私の態度が誤解させてしまったと気づいて大胆にも大きな声が出た。
「ちっ違います! ボールドウィン侯爵夫人が、余りにもお綺麗で驚いてしまっただけです。誤解させてすみません! そのまま、向かい合って座らせて下さい」
私は、大袈裟に頭を下げて相手方の言葉を待った。
「まあ、ごめんなさい。わたくしこそ、誤解してしまって……。綺麗だなんて、夫以外に言われたのは初めてだわ」
ゆっくりと頭を上げると、ボールドウィン侯爵夫人が真っ白な頬をピンク色に染めている。頬に添えている手も、指の一本一本が綺麗で恥じらっている姿がとんでもなく可愛らしい。
(こっ、こんなに綺麗で可愛らしい方がこの世に存在するなんて……)
この国だと、私の感覚がおかしいのだろうけれど……。もう、そんなことどうでもいいと思えるくらい凄まじい衝撃だった。
「えっと……、父上、母上、こちらがガルシア子爵家のエリーナだよ」
エリオット様に紹介してもらって、しっかりしなくてはと姿勢を正す。
「本日は、お招きいただきありがとうございます。ガルシア子爵家の次女エリーナと申します。どうぞよろしくお願いします」
私は、膝を折って丁寧な挨拶をする。
「突然の申し出に驚いただろう? 今日は、来てくれてありがとう。エリオットの父で、セドリック・ボールドウィンだ。こちらが、妻のリリアン・ヴォールドウィン」
「遠くて疲れたでしょう? どうぞおかけになって」
エリオット様のお父様は、普通の紳士的な男性だった。普通と言っても、はやり気品に溢れていて立っているだけで高位貴族の雰囲気が漂っている。
私は、会釈をして勧められたソファーに座らせてもらう。エリオット様のお母様も、私たちが座ったソファーの向かいに座り直してくれた。
全員が席につくと、先ほどの執事がお茶とお菓子を運んで来てくれた。色とりどりのお菓子たちは、見ているだけで美味しそう。うちで出されるお菓子と違って、飾り一つとっても細やかな職人の仕事がうかがえる。
「それで、エリオット。きちんとガルシア子爵様の許可は得られたんだね」
エリオット様のお父様の、威厳のある低音が室内に響き渡る。
「もちろんだよ。エリーナのご両親に、きちんとお許しを頂いたよ。凄く歓迎してくれて……。素敵なご家族だったよ」
エリオット様が、自信をもって自分の父親に報告をしている。

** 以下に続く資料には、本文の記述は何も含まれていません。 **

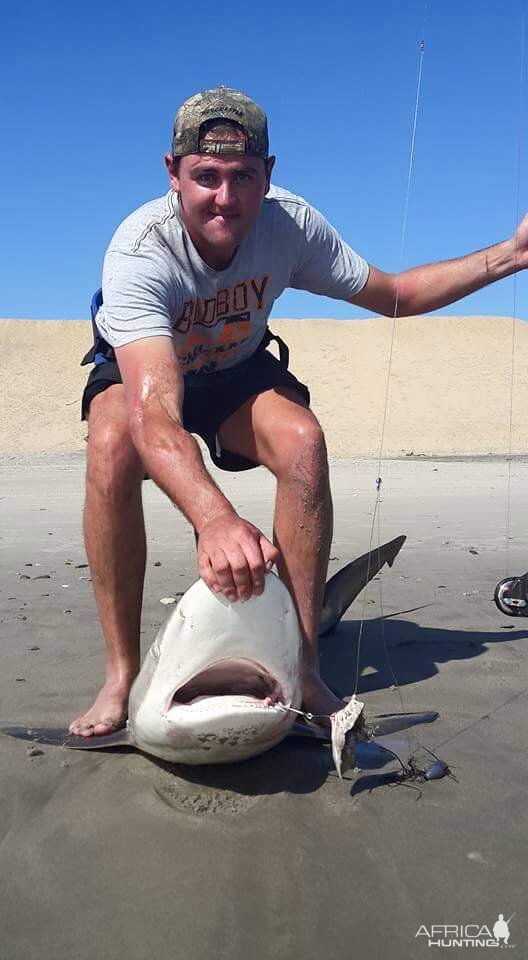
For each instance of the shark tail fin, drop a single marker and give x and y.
(343, 588)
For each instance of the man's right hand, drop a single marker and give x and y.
(234, 557)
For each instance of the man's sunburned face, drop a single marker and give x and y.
(220, 200)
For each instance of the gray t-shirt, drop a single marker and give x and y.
(156, 284)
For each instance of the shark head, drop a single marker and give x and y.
(215, 682)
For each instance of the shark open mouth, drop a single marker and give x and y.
(231, 677)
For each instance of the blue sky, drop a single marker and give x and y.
(90, 92)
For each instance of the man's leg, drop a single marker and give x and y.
(277, 430)
(114, 533)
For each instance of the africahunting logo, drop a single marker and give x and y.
(468, 934)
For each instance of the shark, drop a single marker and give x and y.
(222, 681)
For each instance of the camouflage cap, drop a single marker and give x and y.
(221, 103)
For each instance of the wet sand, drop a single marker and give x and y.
(118, 856)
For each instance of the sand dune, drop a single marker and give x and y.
(449, 385)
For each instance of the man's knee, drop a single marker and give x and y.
(114, 468)
(300, 450)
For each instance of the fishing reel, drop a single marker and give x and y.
(511, 596)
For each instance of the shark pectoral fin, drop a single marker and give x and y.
(343, 588)
(387, 723)
(62, 738)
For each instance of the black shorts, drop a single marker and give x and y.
(210, 398)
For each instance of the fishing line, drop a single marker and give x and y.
(379, 481)
(479, 720)
(517, 210)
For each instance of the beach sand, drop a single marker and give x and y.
(118, 856)
(449, 387)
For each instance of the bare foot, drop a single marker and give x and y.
(108, 714)
(318, 698)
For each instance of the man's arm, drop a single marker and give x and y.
(435, 285)
(232, 553)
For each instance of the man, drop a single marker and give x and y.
(189, 281)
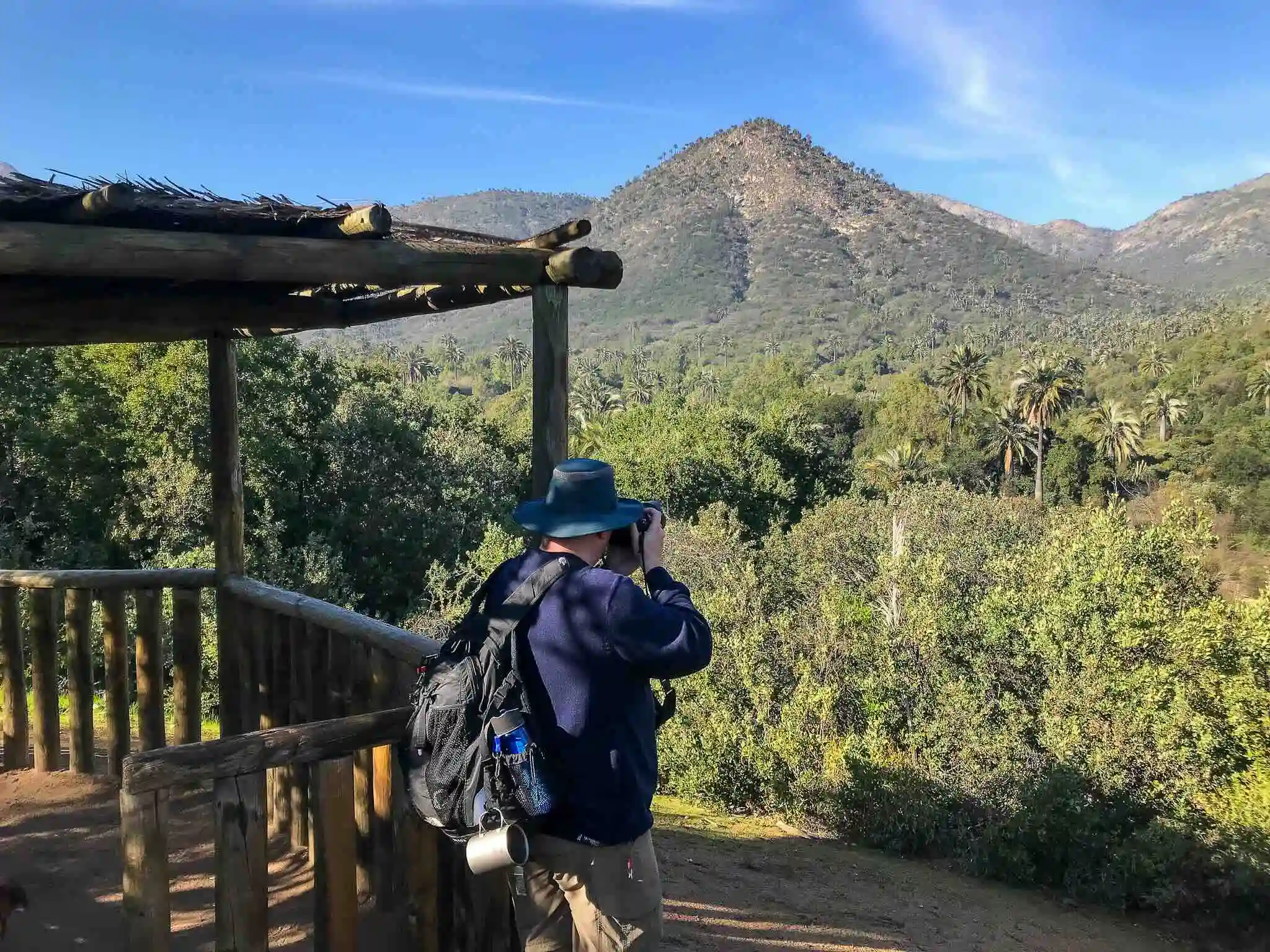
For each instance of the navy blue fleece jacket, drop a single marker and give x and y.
(595, 643)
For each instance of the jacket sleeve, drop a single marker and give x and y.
(664, 637)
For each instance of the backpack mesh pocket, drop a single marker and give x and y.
(528, 781)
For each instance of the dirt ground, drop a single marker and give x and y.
(730, 884)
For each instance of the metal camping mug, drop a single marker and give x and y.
(497, 850)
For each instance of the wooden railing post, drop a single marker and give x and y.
(226, 523)
(301, 712)
(334, 878)
(426, 866)
(43, 676)
(550, 439)
(79, 671)
(383, 695)
(242, 865)
(319, 710)
(281, 694)
(187, 666)
(13, 681)
(149, 648)
(363, 770)
(146, 903)
(115, 639)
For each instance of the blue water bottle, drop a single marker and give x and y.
(523, 763)
(510, 734)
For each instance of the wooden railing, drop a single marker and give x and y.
(236, 769)
(311, 703)
(295, 660)
(58, 596)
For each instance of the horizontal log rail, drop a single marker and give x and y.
(242, 800)
(102, 579)
(262, 751)
(401, 644)
(54, 643)
(86, 250)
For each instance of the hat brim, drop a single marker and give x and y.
(535, 517)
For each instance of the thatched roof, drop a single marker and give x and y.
(141, 259)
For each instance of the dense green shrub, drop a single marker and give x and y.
(1049, 699)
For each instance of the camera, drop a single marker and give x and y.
(623, 540)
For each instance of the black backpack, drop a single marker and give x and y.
(446, 756)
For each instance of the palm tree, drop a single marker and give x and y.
(699, 340)
(591, 399)
(950, 410)
(708, 384)
(420, 367)
(1259, 385)
(1043, 391)
(1117, 432)
(451, 352)
(1166, 409)
(1010, 434)
(835, 343)
(897, 466)
(1155, 363)
(639, 387)
(513, 353)
(964, 376)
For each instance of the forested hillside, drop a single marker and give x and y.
(1068, 694)
(758, 232)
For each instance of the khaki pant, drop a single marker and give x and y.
(590, 899)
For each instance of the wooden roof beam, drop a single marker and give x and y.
(82, 250)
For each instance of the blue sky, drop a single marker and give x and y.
(1037, 110)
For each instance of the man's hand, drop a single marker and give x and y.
(654, 541)
(623, 559)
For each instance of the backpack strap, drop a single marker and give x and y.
(505, 619)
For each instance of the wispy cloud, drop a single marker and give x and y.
(384, 86)
(651, 6)
(991, 97)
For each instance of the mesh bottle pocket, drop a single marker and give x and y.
(528, 780)
(446, 771)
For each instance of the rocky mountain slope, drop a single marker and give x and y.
(1212, 242)
(1062, 238)
(497, 211)
(761, 231)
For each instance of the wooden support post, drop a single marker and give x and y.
(425, 868)
(334, 879)
(242, 865)
(79, 677)
(248, 660)
(383, 695)
(115, 639)
(262, 663)
(338, 678)
(146, 902)
(281, 692)
(363, 770)
(550, 442)
(319, 710)
(301, 692)
(187, 666)
(149, 648)
(43, 677)
(13, 682)
(226, 522)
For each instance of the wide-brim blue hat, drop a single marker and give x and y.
(580, 499)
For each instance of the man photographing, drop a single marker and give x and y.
(595, 643)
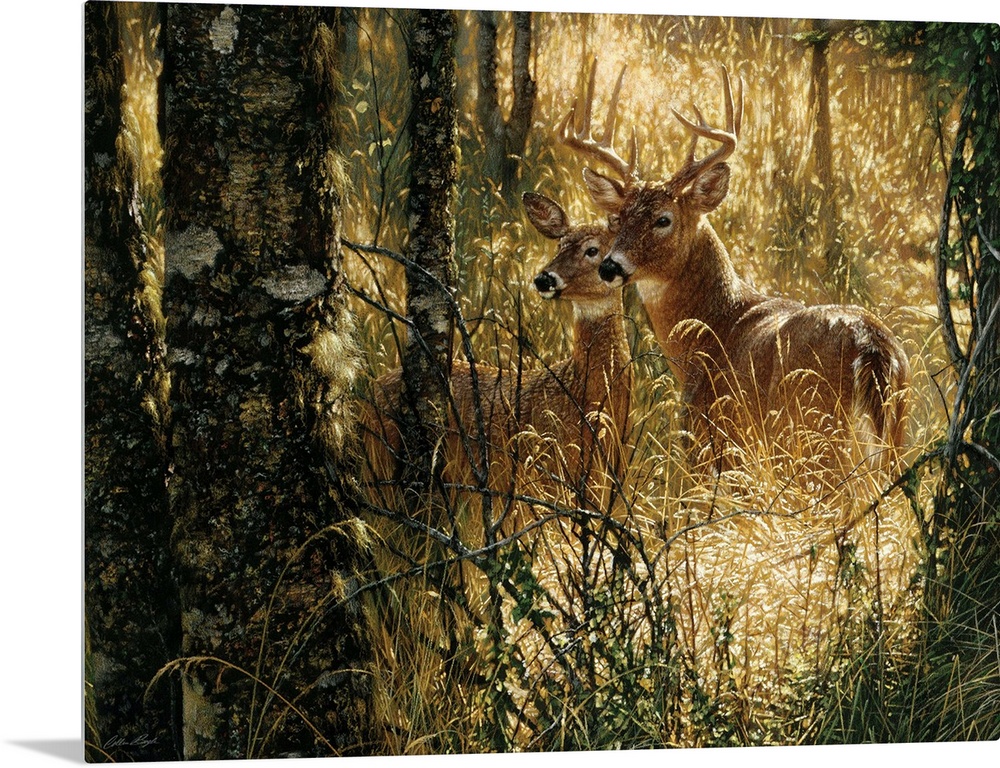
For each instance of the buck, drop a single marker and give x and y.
(741, 358)
(581, 403)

横で聞いている私も、自分の家族を褒めていただいて何だか嬉しい。
「それは本当なの? エリーナ嬢、無理はしていない? もしかして息子に都合の悪いことを握られたりしていない? 引き返すのなら今しかないわ」
エリオット様のお母様が、真剣な面持ちで私に訪ねてくる。隣に座るお父様が、お母様の手を握りしめている。

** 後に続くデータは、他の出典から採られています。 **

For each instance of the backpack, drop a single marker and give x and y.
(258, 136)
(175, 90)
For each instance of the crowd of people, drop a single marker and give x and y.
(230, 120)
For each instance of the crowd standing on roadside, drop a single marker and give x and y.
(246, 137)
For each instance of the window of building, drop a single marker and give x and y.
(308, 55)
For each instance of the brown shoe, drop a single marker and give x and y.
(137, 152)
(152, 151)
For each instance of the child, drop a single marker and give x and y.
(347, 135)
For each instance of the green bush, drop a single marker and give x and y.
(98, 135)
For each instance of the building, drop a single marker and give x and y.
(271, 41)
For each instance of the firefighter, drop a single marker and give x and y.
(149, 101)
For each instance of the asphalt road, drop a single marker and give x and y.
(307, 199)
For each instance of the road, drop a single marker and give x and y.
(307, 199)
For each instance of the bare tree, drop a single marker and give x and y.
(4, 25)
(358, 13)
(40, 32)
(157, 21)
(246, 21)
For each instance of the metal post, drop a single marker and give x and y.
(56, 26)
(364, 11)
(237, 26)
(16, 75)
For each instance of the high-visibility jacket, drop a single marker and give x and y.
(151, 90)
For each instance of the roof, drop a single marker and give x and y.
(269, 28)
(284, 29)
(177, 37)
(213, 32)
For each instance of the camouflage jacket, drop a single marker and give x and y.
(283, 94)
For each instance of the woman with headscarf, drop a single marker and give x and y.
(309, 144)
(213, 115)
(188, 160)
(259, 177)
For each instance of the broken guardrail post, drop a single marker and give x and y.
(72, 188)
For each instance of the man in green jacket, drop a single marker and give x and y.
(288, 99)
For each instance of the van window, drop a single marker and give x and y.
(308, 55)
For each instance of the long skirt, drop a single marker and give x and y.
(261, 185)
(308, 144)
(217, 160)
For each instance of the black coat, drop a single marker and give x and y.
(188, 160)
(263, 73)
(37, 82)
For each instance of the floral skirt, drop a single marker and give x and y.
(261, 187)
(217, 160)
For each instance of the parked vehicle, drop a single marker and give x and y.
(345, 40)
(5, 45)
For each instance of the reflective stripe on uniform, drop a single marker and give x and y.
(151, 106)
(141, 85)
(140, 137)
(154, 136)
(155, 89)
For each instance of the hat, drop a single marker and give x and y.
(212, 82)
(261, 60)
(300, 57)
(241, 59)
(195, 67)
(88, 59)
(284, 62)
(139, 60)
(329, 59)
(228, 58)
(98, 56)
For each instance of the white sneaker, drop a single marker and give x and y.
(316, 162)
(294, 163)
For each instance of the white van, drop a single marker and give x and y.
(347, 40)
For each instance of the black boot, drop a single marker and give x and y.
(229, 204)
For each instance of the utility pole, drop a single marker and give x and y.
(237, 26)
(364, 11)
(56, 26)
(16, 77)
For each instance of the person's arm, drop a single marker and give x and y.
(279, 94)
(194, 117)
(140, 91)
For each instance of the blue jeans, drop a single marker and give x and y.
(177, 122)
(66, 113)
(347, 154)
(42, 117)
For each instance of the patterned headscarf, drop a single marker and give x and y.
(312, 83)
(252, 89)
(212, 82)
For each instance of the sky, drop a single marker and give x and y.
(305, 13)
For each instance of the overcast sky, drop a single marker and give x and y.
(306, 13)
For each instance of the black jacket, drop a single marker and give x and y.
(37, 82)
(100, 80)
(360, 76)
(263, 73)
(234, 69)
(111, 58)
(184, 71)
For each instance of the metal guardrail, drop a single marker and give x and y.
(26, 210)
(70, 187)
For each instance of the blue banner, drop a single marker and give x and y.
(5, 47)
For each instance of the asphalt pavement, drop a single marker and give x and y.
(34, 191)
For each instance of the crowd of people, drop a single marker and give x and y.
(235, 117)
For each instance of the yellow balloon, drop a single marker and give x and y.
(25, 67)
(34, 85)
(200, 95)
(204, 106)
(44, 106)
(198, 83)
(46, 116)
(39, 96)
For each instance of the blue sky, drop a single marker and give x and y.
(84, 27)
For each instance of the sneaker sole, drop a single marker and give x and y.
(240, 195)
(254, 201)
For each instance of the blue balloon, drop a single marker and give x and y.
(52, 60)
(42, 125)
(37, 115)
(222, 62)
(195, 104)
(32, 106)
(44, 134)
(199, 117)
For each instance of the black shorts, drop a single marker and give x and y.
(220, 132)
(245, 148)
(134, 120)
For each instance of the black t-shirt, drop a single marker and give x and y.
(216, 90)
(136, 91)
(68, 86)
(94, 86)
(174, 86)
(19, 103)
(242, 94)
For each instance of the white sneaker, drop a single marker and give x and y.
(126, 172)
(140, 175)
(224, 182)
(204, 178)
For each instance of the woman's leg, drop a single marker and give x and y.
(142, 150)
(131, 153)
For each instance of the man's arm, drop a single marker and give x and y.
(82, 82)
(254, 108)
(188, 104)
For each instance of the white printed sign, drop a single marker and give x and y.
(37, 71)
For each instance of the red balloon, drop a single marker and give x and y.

「あのっ。私、エリオット様と婚約させていただくことになって本当に嬉しいです。私なんかでは、侯爵家のお嫁さんに相応しくないと思うのですけれど……。精一杯、頑張りたいと思っています」
私の言葉を聞いて、エリオット様のご両親は顔を見合わせて何かを考えている。
「エリーナ嬢、そう言っていただけるのは嬉しいのだけど。その……息子とずっと生活をすることになるんだ。本当に大丈夫なのかい? 物珍しさやお金欲しさだったらやめてもらいたいんだ」
「父上、それはエリーナに失礼です!」
エリオット様が、お父様の言葉に激高して声を荒げる。そんな姿のエリオット様にびっくりしたけれど、これはいけないと彼の手に触れ制止した。
「エリオット様、大丈夫です。私が言葉足らずでした」
「でも……」
エリオット様は、まだ納得がいかないと言った様子だったけれど私は首を振って否定する。ギュッとエリオット様の手を握り、私は口を開いた。

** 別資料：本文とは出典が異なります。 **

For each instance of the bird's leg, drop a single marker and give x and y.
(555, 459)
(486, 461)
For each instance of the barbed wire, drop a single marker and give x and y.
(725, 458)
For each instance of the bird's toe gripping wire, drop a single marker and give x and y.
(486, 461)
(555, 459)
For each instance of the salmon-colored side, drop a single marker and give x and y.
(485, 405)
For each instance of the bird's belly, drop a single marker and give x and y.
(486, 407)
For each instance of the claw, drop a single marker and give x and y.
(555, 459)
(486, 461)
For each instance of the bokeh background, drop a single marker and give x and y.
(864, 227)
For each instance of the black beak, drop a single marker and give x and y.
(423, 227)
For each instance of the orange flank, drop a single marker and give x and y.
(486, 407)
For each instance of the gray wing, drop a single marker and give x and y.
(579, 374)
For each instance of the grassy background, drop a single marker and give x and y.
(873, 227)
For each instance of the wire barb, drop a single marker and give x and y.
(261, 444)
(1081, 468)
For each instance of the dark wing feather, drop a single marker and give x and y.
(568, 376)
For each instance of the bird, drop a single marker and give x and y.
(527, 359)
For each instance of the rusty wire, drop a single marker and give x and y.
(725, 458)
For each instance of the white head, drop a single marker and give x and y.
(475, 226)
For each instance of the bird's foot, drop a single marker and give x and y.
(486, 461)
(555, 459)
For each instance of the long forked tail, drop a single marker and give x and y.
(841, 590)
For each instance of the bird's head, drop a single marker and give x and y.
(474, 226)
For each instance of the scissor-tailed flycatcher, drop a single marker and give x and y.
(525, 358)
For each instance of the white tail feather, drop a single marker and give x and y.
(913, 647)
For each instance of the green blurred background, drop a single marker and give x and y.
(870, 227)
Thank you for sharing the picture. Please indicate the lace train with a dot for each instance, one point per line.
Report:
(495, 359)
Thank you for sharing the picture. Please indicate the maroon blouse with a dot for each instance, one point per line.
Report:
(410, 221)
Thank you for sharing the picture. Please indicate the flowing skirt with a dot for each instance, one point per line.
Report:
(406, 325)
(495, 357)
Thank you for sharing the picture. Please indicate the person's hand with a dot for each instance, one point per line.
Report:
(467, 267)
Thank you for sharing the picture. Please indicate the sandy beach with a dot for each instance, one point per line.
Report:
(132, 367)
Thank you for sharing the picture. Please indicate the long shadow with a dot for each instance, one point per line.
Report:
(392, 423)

「ボールドウィン侯爵様、ボールドウィン侯爵夫人、決して物珍しさやお金目的でエリオット様からの求婚に応じた訳ではありません。信じられないと思うのですが……、私、エリオット様のお顔が好きです。あの、もちろん容姿だけではなく優しいところや気遣いができるところも素敵だと思っています。もしエリオット様が、男爵家のご子息だったとしても、目の前にいるお父様とお母様から生まれたエリオット様だったら、きっとこのお話をお受けしていました」
お二人を見ていればわかる。お互いを労わっていて、お父様はお母様をとても愛しているというのが伝わってくる。お母様もそんなお父様を、尊重して愛している。そんな二人から生まれたエリオット様だからこそ、こんなに素敵な方なのだ。
きっとこのご家族は、私が思っているよりも、容姿のことで散々嫌な目にあってきたのだろう。だからこそ、こんなに何度も確認しているのだ。私ができることは、お二人が安心してくれるまで何度だってエリオット様は素敵なのだと話すことしかない。
室内にしばしの沈黙があった。私の話を聞いて、ご両親はなんと思うのだろうと二人の言葉を黙って待った。
――――すると、ボールドウィン侯爵夫人の瞳からポタリと涙が一粒落ちた。